Alberto Jiménez no es rico. No es famoso. No es influyente. Es sólo un plomero que vive en Chalco y trabaja en la Condesa. Es también un héroe, de los que merecen estatua, avenida y medalla.

La tarde misma del 19 de septiembre, apenas unas horas después del terremoto, se lanzó a la esquina de Ámsterdam y Laredo, donde se desplomó un edificio de siete pisos y varias decenas de departamentos. Junto a otras decenas de voluntarios, ayudó a quitar escombros, hasta que se volvió posible sacar a cuatro sobrevivientes. Para salvar a uno de ellos, tuvo que colarse dentro de un orificio y empujar con las piernas, arriesgando su propia vida, una trabe colapsada.

Han surgido muchas historias similares en estos días, pero esta tiene un toque especial. En casa de Alberto, el terremoto había provocado el desplome de un tinaco, hiriendo a un familiar. Además, el mismo día, la barda de la escuela primaria de su hijo se había colapsado. Dicho de otro modo, Alberto tenía razones más que suficientes para correr a su casa y atender lo suyo. Y, sin embargo, se quedó a sacar escombros para liberar a otros, a unos perfectos desconocidos, a personas que probablemente no lo hubieran ni saludado en la calle.

No se me ocurre mejor ilustración de heroísmo.

En estos días, hemos descubierto que hay muchos superhéroes y superheroínas viviendo entre nosotros.
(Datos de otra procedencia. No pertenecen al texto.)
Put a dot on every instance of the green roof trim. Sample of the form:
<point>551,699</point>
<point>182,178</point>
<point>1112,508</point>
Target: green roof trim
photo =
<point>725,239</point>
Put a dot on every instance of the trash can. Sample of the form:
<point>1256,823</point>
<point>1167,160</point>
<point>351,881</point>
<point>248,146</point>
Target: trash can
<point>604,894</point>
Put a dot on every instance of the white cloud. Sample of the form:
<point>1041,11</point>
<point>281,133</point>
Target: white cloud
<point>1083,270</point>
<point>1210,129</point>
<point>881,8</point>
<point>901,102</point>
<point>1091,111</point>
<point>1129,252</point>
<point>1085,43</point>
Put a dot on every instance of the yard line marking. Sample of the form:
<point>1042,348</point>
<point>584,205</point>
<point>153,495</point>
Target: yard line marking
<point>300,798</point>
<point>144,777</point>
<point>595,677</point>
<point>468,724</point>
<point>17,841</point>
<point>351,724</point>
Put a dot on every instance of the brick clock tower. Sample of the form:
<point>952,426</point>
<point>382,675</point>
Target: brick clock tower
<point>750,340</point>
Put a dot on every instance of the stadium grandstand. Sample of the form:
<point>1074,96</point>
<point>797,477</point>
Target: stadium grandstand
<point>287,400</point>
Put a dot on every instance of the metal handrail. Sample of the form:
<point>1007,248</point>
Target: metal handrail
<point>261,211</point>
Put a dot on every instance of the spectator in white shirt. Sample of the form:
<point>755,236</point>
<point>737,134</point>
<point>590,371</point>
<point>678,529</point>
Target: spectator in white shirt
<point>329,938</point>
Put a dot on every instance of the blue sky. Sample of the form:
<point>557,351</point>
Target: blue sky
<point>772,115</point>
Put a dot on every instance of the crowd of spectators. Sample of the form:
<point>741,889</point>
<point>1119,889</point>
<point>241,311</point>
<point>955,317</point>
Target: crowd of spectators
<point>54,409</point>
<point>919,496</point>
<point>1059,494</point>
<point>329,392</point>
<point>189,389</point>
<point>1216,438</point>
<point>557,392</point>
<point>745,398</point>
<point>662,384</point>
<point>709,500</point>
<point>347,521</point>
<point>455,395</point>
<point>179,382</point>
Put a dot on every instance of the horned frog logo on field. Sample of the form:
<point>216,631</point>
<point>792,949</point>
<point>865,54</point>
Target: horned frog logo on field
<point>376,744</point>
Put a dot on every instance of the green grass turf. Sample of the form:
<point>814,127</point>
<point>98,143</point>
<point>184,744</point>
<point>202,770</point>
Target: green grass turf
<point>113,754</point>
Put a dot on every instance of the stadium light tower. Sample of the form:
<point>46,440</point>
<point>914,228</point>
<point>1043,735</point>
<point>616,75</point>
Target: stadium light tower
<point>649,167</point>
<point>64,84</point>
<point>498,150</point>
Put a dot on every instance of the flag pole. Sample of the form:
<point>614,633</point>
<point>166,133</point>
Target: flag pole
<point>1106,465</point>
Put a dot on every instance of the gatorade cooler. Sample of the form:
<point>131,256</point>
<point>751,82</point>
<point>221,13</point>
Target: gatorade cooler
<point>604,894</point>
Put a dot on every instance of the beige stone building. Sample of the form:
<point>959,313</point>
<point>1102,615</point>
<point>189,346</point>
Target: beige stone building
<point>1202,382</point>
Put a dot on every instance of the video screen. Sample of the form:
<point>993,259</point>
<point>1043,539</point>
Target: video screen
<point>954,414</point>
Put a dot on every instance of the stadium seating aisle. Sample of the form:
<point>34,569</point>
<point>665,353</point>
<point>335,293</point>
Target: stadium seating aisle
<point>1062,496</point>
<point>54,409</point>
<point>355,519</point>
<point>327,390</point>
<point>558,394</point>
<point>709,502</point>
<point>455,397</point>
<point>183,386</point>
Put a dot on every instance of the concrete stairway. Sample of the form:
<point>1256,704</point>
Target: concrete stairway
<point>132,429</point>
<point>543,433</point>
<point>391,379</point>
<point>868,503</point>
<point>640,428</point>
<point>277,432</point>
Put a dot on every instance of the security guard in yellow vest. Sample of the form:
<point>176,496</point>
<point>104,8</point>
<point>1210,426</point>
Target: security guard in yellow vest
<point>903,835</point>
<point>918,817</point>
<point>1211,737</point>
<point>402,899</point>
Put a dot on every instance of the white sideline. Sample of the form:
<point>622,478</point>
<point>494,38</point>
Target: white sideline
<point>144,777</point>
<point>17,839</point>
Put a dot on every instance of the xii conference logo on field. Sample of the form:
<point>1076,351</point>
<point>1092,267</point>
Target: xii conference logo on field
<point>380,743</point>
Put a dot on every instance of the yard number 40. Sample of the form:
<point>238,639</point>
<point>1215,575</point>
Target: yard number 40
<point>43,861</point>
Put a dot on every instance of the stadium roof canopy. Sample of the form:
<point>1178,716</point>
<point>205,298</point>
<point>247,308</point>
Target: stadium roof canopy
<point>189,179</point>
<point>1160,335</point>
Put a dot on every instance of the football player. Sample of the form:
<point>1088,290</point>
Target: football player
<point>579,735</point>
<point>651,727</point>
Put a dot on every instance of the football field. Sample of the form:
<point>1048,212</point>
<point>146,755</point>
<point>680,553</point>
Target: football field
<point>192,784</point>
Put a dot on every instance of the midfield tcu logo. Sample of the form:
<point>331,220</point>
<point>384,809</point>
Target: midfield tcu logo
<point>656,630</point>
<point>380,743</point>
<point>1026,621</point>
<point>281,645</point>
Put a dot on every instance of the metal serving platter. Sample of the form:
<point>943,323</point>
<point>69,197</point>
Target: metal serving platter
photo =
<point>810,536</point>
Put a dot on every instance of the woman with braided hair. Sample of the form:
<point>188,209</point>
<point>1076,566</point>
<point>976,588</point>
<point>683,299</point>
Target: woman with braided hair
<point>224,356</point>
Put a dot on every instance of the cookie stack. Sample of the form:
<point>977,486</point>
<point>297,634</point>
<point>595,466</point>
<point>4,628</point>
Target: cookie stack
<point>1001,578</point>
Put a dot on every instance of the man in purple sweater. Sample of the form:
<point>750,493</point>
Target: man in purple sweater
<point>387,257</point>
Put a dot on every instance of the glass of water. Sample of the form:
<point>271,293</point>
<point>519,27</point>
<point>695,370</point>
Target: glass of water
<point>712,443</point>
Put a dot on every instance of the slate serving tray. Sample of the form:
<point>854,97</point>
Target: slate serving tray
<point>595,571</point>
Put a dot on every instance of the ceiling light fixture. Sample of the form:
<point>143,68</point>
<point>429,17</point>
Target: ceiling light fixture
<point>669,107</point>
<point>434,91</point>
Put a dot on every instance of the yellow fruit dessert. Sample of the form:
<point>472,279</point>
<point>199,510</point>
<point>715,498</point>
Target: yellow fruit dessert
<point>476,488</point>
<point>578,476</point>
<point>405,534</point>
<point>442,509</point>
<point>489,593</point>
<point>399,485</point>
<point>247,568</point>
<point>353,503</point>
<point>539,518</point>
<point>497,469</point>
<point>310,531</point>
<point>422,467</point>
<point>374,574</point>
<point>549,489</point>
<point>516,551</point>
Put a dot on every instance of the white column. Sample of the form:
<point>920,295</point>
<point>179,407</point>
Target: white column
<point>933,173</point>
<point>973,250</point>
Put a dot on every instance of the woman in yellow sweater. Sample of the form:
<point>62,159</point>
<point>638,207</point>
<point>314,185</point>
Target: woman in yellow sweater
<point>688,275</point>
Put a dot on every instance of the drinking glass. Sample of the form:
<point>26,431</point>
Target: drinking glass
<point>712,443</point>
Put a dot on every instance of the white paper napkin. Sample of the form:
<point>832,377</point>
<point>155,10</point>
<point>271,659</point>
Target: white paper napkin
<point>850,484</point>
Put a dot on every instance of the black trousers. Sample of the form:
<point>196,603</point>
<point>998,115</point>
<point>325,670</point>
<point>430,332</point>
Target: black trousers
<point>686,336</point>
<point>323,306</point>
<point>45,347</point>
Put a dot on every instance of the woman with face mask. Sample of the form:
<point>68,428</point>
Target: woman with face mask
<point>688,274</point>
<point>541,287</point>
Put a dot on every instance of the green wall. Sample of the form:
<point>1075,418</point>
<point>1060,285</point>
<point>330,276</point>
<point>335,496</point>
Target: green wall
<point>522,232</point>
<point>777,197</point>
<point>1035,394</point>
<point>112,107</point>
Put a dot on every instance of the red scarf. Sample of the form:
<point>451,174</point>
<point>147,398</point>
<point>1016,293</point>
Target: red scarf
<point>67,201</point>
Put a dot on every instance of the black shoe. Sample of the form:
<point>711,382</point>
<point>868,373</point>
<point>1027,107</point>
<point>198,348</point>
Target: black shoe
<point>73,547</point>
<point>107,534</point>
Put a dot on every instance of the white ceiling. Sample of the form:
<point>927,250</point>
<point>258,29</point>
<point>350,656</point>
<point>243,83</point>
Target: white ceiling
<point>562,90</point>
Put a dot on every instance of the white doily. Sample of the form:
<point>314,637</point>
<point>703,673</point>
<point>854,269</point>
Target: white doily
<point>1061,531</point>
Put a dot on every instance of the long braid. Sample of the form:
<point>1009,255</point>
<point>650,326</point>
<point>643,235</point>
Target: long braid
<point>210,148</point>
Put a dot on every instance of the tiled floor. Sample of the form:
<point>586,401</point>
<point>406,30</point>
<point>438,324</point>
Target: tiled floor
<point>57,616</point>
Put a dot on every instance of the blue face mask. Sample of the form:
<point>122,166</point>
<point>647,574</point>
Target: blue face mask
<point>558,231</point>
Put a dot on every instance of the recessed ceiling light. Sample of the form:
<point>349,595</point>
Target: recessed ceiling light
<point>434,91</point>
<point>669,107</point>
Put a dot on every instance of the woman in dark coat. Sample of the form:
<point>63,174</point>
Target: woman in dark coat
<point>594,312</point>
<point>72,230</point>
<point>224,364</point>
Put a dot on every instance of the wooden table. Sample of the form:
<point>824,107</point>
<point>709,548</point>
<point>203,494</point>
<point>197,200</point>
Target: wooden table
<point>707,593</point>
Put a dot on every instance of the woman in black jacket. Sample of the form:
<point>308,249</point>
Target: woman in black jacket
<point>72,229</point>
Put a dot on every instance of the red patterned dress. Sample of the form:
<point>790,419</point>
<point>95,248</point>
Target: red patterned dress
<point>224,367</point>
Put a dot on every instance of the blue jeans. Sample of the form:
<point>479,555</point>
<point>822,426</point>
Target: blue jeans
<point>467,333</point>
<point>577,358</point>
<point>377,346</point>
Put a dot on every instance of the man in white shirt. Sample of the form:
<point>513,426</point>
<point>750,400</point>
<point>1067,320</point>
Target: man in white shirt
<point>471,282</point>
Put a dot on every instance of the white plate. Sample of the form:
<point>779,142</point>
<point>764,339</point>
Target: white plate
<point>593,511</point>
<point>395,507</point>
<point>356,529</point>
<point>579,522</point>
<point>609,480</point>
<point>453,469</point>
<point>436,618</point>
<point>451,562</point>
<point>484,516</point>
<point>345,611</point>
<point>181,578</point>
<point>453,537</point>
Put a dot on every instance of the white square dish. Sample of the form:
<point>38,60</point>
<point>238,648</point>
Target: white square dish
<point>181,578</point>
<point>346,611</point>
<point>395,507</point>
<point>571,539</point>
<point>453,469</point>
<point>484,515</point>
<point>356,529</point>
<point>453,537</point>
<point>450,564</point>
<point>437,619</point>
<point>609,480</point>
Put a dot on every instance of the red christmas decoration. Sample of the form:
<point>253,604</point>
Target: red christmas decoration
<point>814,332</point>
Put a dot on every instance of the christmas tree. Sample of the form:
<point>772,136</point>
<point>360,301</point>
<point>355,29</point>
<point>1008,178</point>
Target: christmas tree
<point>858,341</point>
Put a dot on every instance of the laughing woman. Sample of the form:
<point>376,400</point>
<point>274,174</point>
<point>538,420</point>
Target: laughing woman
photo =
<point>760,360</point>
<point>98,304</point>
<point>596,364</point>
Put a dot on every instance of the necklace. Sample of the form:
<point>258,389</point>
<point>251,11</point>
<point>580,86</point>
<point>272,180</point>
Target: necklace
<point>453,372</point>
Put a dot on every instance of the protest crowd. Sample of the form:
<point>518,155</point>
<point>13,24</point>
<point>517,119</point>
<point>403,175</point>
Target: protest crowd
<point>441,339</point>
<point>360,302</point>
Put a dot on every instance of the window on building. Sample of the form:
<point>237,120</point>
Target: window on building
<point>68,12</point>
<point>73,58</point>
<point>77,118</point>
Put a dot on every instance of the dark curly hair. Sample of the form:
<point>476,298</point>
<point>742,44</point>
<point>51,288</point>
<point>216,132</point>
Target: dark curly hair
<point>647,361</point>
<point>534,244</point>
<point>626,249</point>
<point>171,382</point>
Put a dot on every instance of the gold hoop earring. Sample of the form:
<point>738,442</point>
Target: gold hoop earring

Muchos Albertos, muchos seres humanos dispuestos a arriesgar su vida para salvar la de otros, sin pedir ni buscar premio o reconocimiento. Algunos son brigadistas espontáneos, otras son rescatistas experimentadas y muchos son soldados y marinos. Algunos ni siquiera son de aquí, sólo están de paso, como los migrantes centroamericanos que apoyaron los esfuerzos de rescate en Juchitán hace unos días y ahora en Jojutla.

Y hay también otros héroes y heroínas, los que han puesto tiempo, esfuerzo, orden y capacidad administrativa para organizar a las brigadas, hacer funcionar los centros de acopio y distribuir la ayuda. Y están las que han movido los escombros en largas filas humanas, pasando piedras y cubetas de mano en mano. Y los que han prestado sus horas y sus días para clasificar las toneladas de ayuda. Y los que se han dedicado a preparar tortas y sándwiches para los rescatistas. Y los médicos y psicólogos que han ofrecido consultas gratuitas. Y las que han integrado el ejército de motos y bicicletas que ha servido para conectar los diversos esfuerzos de rescate.

Y están, por supuesto, todos los que han tenido callados gestos de civismo. Los que han puesto un camión o camioneta para transportar víveres. Las que han llevado algo, por pequeño que fuera, a los centros de acopio. Los que han hecho un donativo. Las que han abierto sus puertas para que los brigadistas puedan descansar o comer o ir al baño o cargar su celular. Los que han ofrecido sus casas para acoger a damnificados.

Todos ellos, todas ellas, en grado diverso, se han comportado a la altura de la tragedia. Todos y todas merecen aplauso y reconocimiento, aunque no lo hayan buscado. Y sí, ya sé que cuando todo esto acabe, cuando se restablezca alguna dosis de normalidad, algunos de los que ahora son héroes volverán a ser mezquinos y egoístas y patanes. Pero no importa: lo que han hecho en estos días ha sido extraordinario y eso no se borra con nada.

Entonces, no sé si el país les vaya a reconocer su esfuerzo y valor, pero les puedo decir que yo sí. Para todos y todas los que han hecho (y siguen haciendo) algo en estos días, no tengo más que una palabra: gracias. Mil veces gracias.